Alliés de LFI pour les législatives de juin 2022 au sein de la Nouvelle Alliance populaire, écologique et sociale (NUPES), le Parti socialiste (PS) et Europe-Écologie-Les Verts sont en passe de demander le divorce. «Il n’y a pas une position qui serait déterminée par Jean-Luc Mélenchon pour l’ensemble de la gauche. LFI n’est pas la Nupes», assène Olivier Faure, le patron du PS, très critiqué pour cette alliance au sein de l’ex-parti de François Mitterrand et de François Hollande.
Le problème, pour le patriarche Jean-Luc Mélenchon, est que la polémique autour du Hamas, et l’accusation de chercher à tout prix à plaire aux six millions de musulmans de France, viennent s’ajouter à d’autres procès faits à sa personne et à son mouvement. Le premier, guère surprenant, est celui de l’autoritarisme et du clanisme. Le second, plus préoccupant, porte sur les malversations financières présumées d’une de ses très proches: la député de Paris Sophia Chikirou, présentée par une partie de la presse comme sa compagne.
Le troisième porte sur son obsession présidentielle.
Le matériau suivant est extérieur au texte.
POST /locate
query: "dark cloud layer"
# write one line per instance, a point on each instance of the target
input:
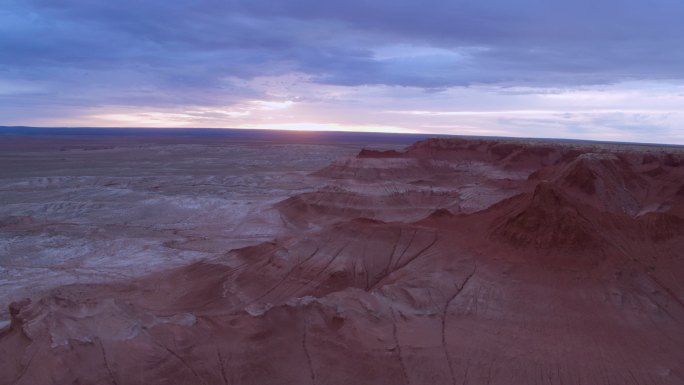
(169, 52)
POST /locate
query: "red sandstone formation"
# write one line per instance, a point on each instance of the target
(457, 261)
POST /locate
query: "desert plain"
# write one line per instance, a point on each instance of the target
(190, 259)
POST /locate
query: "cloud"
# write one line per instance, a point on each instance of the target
(80, 58)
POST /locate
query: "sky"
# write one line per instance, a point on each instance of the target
(585, 69)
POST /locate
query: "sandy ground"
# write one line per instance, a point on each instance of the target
(86, 209)
(453, 261)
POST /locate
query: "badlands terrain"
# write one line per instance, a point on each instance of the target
(445, 261)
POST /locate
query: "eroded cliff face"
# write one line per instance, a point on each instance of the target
(460, 261)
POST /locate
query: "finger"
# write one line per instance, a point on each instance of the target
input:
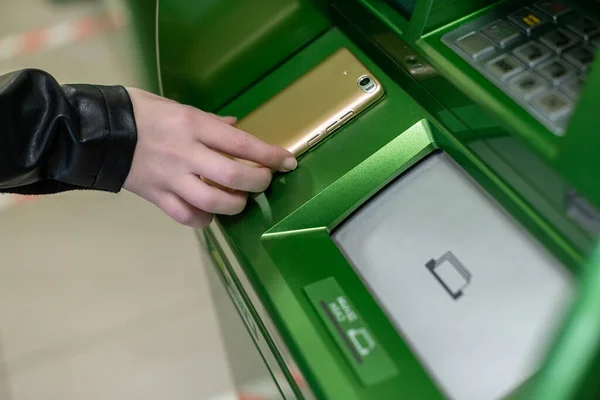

Même s’il reste flou dans les médias, affirmant même que son âge lui interdit en théorie de repartir dans quatre ans à l’assaut de l’Élysée, le septuagénaire fait tout pour éviter que quelqu’un lui vole la place de favori. Le mieux placé dans sa famille politique, le député de la Somme François Rufin, doit batailler pour exister. Au point de reconnaître, dans les colonnes du «Monde», à propos de la bande de Gaza et d’Israël: «Notre parole n’est pas à la hauteur de la gravité des événements.»
«Mélenchon est en train de transformer la France insoumise en France indigne, commente un ancien parlementaire socialiste battu en 2022, qui redoute toujours de subir ses foudres. Il a été un formidable candidat à la présidentielle. Et il ne supporte pas d’avoir été battu.»
Le «mal mélenchoniste»
La racine du «mal mélenchoniste», pour ceux qui le voient comme un fossoyeur de la gauche de gouvernement, est son choix d’un vote protestataire envers et contre tout, en ciblant les minorités et le vote communautariste. «Mélenchon a choisi au départ une rhétorique antiélitiste pour séduire l’électorat du Rassemblement national (droite nationale-populiste) explique dans «Le Figaro» l’essayiste Thomás Zicman de Barros. Et pour s’ancrer à gauche, il a abandonné le populisme souverainiste qu’il épousait depuis 2010, pour tenter d’incarner un populisme 'créole' ou 'créolisé'».
Problème: ce qui a relativement bien marché pour obtenir des élus (131 députés NUPES, dont 75 LFI) a déraillé ensuite. Lors du débat sur la réforme des retraites, le blocage à répétition de LFI a excédé. Lors des manifestations contre les violences policières, la présence systématique de LFI a fini par faire passer cette formation comme hostile à l’ordre républicain. Mélenchon le stratège, convaincu que les électeurs de gauche veulent l’union, s’est effacé devant Mélenchon le revanchard, soucieux de garder toutes les commandes médiatiques et politiques.
Résultat: pas de NUPES unie aux européennes du 9 juin 2024, puisque le PS et les Verts vont présenter chacun une liste. Et un Rassemblement national de plus en plus normalisé, à l’apparence bien plus «républicaine». Comme si le «mélenchonisme» avait fini par tuer son créateur.